Pour susciter l'adhésion
de la population, il faut pouvoir trouver les bons arguments. Faisons
en sorte que notre lutte concerne tout le monde ! L'objectif
doit clairement être un enseignement gratuit, accompagné d'une
prise en charge des élèves et étudiants par l'État. Les
ressources existent amplement dans notre pays pour financer une telle
politique. Si c'était possible du temps d'Houphouët, pourquoi cela
ne serait-il pas possible aujourd'hui encore ?
Mais le problème est
avant tout politique, voire idéologique. Cela fait des années que
nos dirigeants – y compris les dirigeants de la majorité des
syndicats et les dirigeants des partis dits de « gauche » –
ont été acquis au discours néolibéral selon lequel seul le privé
peut fonctionner, les universités doivent être gérés comme des
entreprises, être autofinancées, etc. Or, cela ne peut qu'aboutir à
un système d'enseignement à deux vitesses qui, curieusement,
profite à nos mêmes dirigeants qui investissent tous à foison dans
l'enseignement privé, un excellent business soutenu de plus par
l'État (par les subsides, les orientations, « l'école
obligatoire », etc.). Dans ce cadre, on comprend que mener de
petites actions ponctuelles dans le seul but de protester contre tel
ou tel problème est bien dérisoire par rapport aux véritables
enjeux !
Les étudiants doivent
utiliser leur potentiel de mobilisation pour aller dans les quartiers
et dans les zones industrielles, y entrer en discussion avec les
travailleurs et les convaincre de la nécessité de soutenir et de
rejoindre la lutte des étudiants. Ce n'est pas au Plateau qu'il faut
marcher, mais à Yopougon, à Koumassi, à Port-Bouët, à Adjamé et
à Abobo.
C'est donc ici le lieu
d'appeler les étudiants et notamment les membres des différents
syndicats à interpeller leurs dirigeants pour l'organisation de
cette plateforme de lutte commune que nous appelons de tous nos vœux.

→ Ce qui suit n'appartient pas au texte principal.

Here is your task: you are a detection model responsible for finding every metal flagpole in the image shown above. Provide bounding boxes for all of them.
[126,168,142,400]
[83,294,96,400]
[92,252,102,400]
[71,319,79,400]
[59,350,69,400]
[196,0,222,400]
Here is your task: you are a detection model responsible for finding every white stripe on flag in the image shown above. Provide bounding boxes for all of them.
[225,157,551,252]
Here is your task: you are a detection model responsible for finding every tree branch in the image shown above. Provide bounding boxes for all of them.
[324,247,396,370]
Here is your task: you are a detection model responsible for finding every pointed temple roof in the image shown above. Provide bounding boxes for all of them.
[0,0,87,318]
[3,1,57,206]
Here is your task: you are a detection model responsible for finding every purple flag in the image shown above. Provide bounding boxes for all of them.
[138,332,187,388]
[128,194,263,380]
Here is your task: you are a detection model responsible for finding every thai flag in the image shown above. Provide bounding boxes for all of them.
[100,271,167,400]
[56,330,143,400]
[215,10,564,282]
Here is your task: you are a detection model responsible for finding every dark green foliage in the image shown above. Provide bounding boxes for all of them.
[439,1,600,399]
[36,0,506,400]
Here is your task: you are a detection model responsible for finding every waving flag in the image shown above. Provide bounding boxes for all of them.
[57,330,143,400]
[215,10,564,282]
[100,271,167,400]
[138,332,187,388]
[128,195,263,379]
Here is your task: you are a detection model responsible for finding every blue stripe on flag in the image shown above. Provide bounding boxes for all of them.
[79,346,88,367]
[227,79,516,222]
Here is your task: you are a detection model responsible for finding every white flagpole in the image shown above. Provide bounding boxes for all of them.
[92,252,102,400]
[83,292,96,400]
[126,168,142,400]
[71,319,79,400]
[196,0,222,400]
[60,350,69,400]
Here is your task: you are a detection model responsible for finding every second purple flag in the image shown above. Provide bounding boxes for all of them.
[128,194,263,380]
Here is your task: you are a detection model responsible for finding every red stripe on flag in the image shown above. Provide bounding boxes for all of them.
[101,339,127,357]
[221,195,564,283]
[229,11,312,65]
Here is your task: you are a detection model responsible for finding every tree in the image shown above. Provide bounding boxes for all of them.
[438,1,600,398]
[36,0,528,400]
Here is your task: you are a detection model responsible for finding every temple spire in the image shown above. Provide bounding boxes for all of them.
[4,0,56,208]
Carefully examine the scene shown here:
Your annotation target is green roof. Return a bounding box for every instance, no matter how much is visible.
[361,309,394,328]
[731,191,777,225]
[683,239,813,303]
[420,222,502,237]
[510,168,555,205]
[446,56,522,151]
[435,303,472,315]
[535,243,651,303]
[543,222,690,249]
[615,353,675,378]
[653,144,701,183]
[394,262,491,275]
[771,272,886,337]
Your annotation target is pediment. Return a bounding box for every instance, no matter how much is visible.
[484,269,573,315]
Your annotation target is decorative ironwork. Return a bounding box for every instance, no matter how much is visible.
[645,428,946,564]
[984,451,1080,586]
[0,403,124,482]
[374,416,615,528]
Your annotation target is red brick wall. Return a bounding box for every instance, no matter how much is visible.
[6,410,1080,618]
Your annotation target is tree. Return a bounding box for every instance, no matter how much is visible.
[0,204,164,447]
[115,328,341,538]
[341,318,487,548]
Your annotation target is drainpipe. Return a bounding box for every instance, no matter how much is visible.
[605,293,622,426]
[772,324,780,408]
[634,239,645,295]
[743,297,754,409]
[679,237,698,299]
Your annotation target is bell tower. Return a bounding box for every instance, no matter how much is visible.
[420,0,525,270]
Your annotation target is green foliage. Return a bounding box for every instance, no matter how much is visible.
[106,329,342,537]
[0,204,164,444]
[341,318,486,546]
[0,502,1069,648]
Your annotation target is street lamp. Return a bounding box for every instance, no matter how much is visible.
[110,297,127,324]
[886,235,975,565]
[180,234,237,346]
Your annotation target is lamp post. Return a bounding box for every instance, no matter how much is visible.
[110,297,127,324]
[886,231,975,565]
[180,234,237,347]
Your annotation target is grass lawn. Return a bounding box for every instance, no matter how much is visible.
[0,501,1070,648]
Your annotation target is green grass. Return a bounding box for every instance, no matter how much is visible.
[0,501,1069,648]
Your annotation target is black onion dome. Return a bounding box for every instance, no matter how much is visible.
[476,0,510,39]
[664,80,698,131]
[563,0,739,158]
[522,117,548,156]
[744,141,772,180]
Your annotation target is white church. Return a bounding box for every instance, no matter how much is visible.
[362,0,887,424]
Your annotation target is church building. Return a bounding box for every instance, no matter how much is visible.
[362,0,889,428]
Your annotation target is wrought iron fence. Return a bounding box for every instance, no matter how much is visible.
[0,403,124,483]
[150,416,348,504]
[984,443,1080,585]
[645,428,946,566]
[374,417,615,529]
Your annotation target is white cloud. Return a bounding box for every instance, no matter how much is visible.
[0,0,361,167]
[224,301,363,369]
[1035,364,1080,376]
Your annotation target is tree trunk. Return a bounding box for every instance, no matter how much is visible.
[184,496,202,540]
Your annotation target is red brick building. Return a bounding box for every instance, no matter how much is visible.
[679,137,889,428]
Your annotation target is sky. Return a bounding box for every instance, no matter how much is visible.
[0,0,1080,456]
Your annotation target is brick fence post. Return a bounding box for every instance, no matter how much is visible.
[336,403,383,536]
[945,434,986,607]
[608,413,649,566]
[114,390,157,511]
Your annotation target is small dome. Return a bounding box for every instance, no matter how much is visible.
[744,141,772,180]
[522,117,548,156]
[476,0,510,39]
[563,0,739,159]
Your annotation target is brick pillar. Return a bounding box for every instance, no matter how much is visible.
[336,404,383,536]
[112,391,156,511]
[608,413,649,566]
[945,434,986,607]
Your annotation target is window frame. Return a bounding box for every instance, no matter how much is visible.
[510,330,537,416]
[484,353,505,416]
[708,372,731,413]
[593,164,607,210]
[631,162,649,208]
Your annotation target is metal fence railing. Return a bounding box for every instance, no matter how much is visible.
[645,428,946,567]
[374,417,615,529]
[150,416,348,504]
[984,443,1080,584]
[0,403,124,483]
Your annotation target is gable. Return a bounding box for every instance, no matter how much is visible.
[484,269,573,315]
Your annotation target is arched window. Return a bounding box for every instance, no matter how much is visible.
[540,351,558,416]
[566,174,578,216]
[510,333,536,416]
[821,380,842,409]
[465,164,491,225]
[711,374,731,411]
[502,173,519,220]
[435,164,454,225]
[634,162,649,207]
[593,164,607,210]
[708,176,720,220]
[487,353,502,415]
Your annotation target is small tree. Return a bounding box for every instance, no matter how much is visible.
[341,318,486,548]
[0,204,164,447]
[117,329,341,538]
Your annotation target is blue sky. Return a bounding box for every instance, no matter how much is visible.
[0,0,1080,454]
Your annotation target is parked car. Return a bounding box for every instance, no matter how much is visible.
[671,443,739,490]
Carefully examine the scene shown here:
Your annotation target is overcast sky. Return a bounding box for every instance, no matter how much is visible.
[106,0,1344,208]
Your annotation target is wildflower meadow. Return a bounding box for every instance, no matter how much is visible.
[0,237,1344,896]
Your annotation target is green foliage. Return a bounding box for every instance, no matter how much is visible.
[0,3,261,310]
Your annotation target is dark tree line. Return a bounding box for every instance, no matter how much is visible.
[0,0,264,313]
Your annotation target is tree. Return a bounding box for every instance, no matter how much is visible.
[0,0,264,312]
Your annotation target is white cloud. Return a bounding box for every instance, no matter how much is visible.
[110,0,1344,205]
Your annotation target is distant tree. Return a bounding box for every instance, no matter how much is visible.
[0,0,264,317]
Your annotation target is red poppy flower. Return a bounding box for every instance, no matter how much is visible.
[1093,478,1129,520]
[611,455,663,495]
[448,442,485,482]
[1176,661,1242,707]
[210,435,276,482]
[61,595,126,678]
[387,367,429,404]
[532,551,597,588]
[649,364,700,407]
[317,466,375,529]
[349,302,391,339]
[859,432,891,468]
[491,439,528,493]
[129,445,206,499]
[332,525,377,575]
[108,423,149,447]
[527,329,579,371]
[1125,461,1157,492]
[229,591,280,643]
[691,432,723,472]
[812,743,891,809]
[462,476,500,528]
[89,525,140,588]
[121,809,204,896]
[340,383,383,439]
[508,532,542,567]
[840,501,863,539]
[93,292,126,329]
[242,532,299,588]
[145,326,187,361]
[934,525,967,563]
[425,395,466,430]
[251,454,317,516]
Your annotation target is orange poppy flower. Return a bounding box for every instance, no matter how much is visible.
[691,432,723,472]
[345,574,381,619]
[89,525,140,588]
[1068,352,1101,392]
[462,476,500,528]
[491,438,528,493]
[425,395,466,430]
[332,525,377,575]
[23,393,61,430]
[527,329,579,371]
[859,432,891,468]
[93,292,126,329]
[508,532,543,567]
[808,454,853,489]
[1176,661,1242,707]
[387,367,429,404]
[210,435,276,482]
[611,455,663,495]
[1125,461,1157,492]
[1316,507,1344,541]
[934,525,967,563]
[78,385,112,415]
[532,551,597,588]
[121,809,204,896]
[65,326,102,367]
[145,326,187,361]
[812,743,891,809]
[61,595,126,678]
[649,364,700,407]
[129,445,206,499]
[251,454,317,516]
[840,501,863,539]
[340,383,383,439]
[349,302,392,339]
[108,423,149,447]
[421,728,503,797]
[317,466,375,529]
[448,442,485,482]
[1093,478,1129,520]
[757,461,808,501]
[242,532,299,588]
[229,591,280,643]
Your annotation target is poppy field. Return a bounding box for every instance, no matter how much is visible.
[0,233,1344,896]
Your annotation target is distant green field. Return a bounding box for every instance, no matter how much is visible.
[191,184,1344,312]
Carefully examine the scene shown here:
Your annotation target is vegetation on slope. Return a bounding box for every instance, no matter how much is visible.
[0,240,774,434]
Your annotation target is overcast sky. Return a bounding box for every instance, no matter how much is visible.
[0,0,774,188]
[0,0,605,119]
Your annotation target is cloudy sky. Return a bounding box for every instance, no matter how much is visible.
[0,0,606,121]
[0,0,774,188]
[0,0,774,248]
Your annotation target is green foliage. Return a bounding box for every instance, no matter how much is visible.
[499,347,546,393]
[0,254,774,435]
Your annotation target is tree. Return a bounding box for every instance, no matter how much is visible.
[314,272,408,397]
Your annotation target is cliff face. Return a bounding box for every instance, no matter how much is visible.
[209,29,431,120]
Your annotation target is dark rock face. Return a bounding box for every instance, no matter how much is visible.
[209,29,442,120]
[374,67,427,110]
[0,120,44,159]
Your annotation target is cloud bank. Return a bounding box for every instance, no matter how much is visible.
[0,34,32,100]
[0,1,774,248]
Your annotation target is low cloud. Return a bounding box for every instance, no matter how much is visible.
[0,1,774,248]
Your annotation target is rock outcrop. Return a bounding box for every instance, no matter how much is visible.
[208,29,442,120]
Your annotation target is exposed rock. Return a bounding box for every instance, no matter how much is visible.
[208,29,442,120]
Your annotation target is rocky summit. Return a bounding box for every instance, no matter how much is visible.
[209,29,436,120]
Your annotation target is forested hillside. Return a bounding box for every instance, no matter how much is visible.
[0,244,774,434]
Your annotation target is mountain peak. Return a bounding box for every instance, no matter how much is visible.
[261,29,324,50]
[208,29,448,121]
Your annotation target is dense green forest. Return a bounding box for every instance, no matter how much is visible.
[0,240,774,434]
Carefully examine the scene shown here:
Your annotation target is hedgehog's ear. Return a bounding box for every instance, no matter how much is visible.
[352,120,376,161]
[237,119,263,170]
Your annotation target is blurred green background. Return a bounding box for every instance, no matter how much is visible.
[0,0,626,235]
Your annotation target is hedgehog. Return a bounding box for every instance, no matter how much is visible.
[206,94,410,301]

Des assemblées doivent être organisées avec l'ensemble des
militants, suivies de campagne de mobilisation sur le campus et de
rencontres avec les professeurs. Un premier objectif vers la
mobilisation du soutien populaire pourrait être l'organisation d'une
marche pacifique de la communauté universitaire, professeurs en toge
à la tête, hors du campus et à travers les rues de Cocody, en tant
que préalable vers de nouvelles actions de plus en plus larges,
ayant pour but la rénovation totale de l'enseignement, la gratuité
et la prise en charge des élèves et étudiants à tous les niveaux.